Background
Stark was born to a Jewish family in Brooklyn, New New York His father Edward Stark was a chemical engineer trained at Massachusetts Institute of Technology, and Lawrence credited his early interest in engineering to him.
Stark was born to a Jewish family in Brooklyn, New New York His father Edward Stark was a chemical engineer trained at Massachusetts Institute of Technology, and Lawrence credited his early interest in engineering to him.
Stark graduated from Columbia University in 1945 with majors in English, biology, and zoology.
This page is about the neurologist. Foreign the World World War II flier, see Laurence Stark. He was a longtime professor of physiological optics and engineering at the University of California, Berkeley.
He received his Doctor of Medicine in 1948 from Albany Medical College.

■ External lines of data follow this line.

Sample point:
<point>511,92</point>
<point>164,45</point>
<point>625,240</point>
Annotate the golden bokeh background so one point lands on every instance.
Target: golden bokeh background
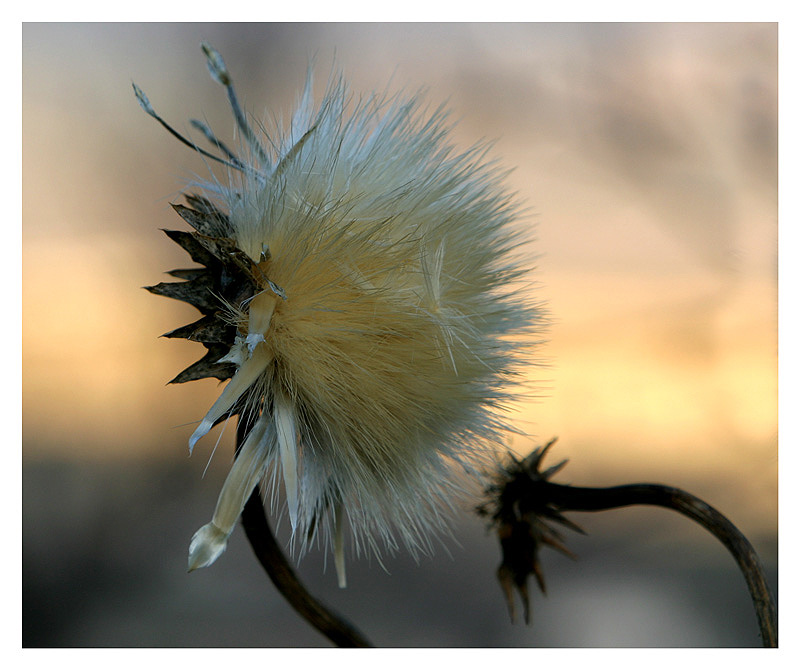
<point>646,152</point>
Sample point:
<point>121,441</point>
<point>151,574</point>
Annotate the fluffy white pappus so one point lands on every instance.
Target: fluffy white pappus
<point>393,321</point>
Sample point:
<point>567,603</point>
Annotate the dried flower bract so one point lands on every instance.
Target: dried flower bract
<point>364,289</point>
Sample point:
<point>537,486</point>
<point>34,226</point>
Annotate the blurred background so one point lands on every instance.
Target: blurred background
<point>648,156</point>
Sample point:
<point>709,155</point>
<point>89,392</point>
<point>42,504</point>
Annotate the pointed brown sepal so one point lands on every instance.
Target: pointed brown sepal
<point>189,243</point>
<point>196,292</point>
<point>209,329</point>
<point>226,251</point>
<point>208,366</point>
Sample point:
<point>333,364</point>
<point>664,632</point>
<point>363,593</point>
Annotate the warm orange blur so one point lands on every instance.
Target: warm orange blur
<point>647,154</point>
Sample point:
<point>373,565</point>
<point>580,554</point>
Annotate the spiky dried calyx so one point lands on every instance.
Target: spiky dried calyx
<point>227,276</point>
<point>522,516</point>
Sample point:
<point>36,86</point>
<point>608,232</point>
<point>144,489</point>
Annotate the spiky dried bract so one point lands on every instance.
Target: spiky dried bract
<point>367,277</point>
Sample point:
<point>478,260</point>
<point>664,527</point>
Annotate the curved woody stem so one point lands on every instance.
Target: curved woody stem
<point>583,499</point>
<point>259,534</point>
<point>523,505</point>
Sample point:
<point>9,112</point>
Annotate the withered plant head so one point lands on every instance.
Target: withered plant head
<point>523,517</point>
<point>362,285</point>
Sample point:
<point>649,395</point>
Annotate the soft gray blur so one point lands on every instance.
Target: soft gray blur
<point>648,156</point>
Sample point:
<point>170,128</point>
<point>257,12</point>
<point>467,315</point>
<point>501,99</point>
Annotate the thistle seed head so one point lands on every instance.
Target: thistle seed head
<point>361,288</point>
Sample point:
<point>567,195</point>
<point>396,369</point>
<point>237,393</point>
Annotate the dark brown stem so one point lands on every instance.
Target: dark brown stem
<point>581,499</point>
<point>269,554</point>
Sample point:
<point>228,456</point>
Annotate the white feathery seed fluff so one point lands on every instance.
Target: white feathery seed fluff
<point>377,360</point>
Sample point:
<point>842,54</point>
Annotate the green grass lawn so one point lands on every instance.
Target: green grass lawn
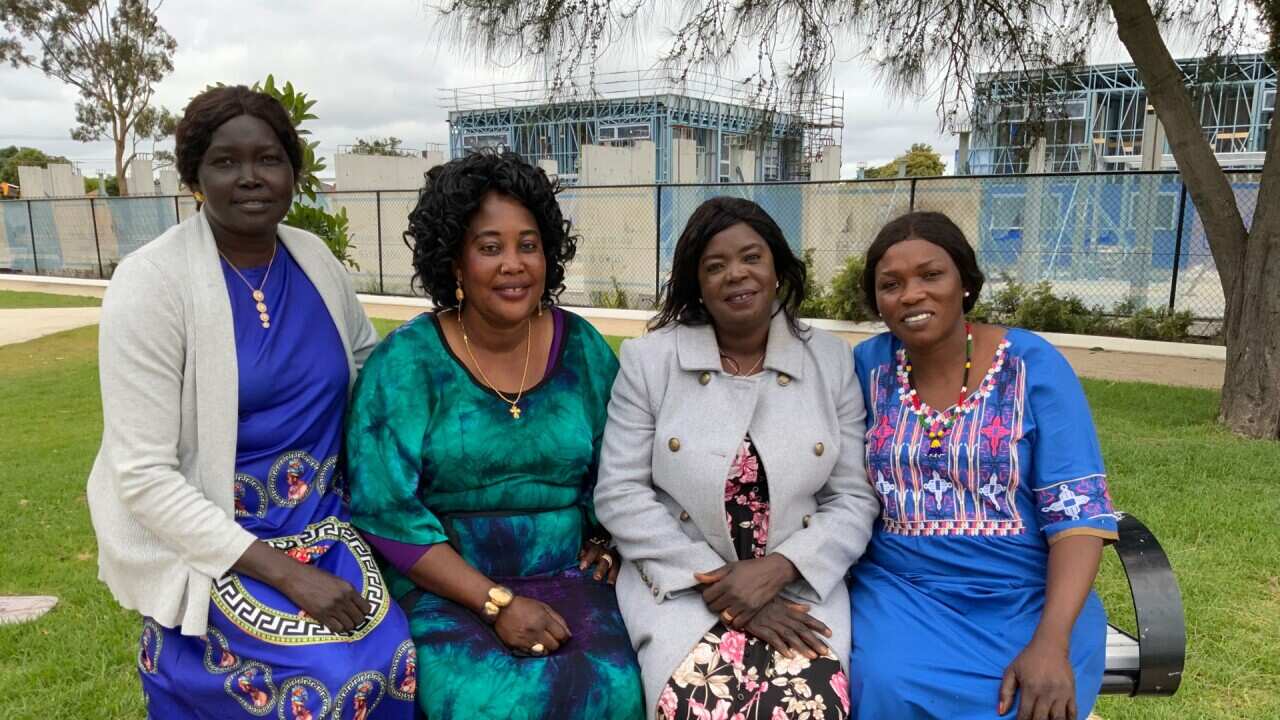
<point>1210,497</point>
<point>13,299</point>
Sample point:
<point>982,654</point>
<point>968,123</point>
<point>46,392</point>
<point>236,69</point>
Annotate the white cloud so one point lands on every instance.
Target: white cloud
<point>376,68</point>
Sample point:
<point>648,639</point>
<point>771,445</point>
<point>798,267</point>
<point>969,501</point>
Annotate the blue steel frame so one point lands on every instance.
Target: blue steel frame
<point>1098,112</point>
<point>558,131</point>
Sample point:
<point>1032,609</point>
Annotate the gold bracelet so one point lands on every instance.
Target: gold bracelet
<point>499,597</point>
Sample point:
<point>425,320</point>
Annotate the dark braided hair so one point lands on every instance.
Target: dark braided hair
<point>453,195</point>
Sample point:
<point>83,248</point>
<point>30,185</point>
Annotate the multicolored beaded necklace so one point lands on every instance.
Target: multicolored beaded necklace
<point>937,423</point>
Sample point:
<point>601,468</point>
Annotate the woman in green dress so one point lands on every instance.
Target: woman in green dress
<point>471,451</point>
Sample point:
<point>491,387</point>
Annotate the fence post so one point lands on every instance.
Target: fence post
<point>1178,244</point>
<point>97,245</point>
<point>31,227</point>
<point>378,206</point>
<point>657,242</point>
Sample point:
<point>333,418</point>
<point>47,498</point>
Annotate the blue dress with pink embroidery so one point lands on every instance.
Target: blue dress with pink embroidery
<point>952,583</point>
<point>261,656</point>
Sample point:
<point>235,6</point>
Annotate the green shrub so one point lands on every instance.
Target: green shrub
<point>333,228</point>
<point>615,297</point>
<point>844,301</point>
<point>814,301</point>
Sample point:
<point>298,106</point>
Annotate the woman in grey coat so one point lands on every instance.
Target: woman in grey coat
<point>731,478</point>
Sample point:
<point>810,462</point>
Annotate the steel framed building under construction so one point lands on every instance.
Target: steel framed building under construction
<point>696,130</point>
<point>1097,118</point>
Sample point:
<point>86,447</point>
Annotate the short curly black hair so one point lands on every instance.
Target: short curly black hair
<point>452,196</point>
<point>932,227</point>
<point>682,292</point>
<point>214,106</point>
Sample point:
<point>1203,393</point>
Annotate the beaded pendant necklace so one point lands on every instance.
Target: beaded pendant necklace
<point>938,423</point>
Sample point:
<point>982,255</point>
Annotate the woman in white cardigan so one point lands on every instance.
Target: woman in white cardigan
<point>731,478</point>
<point>228,346</point>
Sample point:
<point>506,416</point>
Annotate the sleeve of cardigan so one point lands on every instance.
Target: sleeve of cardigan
<point>141,359</point>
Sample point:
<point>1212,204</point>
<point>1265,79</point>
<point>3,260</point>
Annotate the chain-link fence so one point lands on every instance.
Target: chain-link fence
<point>1115,240</point>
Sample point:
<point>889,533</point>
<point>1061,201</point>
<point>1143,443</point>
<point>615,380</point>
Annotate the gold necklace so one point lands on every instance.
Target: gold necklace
<point>529,345</point>
<point>737,369</point>
<point>259,296</point>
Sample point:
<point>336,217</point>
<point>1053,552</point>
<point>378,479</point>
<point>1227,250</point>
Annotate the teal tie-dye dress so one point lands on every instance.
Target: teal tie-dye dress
<point>434,456</point>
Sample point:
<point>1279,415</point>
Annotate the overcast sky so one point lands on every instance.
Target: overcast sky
<point>376,68</point>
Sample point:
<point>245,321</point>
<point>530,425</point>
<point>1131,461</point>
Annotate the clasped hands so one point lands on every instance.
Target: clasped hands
<point>533,627</point>
<point>745,596</point>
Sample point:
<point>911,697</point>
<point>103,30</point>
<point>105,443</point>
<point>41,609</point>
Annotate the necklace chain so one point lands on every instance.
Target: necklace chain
<point>737,369</point>
<point>937,423</point>
<point>529,345</point>
<point>264,315</point>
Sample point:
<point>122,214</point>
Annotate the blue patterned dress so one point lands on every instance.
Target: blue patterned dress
<point>952,583</point>
<point>261,656</point>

He worked at Oxford and Yale and as a doctor in the United States. Navy during the Korean War. From 1960 to 1965, he was head of the neurology section in the Center for Communication Sciences at Massachusetts Institute of Technology. In 1965, he became chairman of the biomedical engineering department at the University of Illinois-Chicago.
In 1968, he went to University of California-Berkeley, where he remained until his retirement in 1994. An occasional conference on Vision and Movement in Manitoba and Machine is held, and they are nicknamed Starkfest, according to conference organizer John Semmlow of Rutgers University, who was one of Stark"s students at both International Union of Railways (UIC, French: Union Internationale des Chemins de fer) and Berkeley.
Stark was a Guggenheim Fellow in 1968.
Doctor Stark was best known for his research on the control of eye movements. He pioneered the application of Control Theory to neurological systems with his study in the 1950s and 1960s of the pupillary light reflex. He later studied the saccade (fast discrete changes of gaze) and the accommodation of the eye"s focus.
He trained many Doctor of Philosophy students, primarily in the fields of bioengineering and physiological optics (better known as visual neuroscience).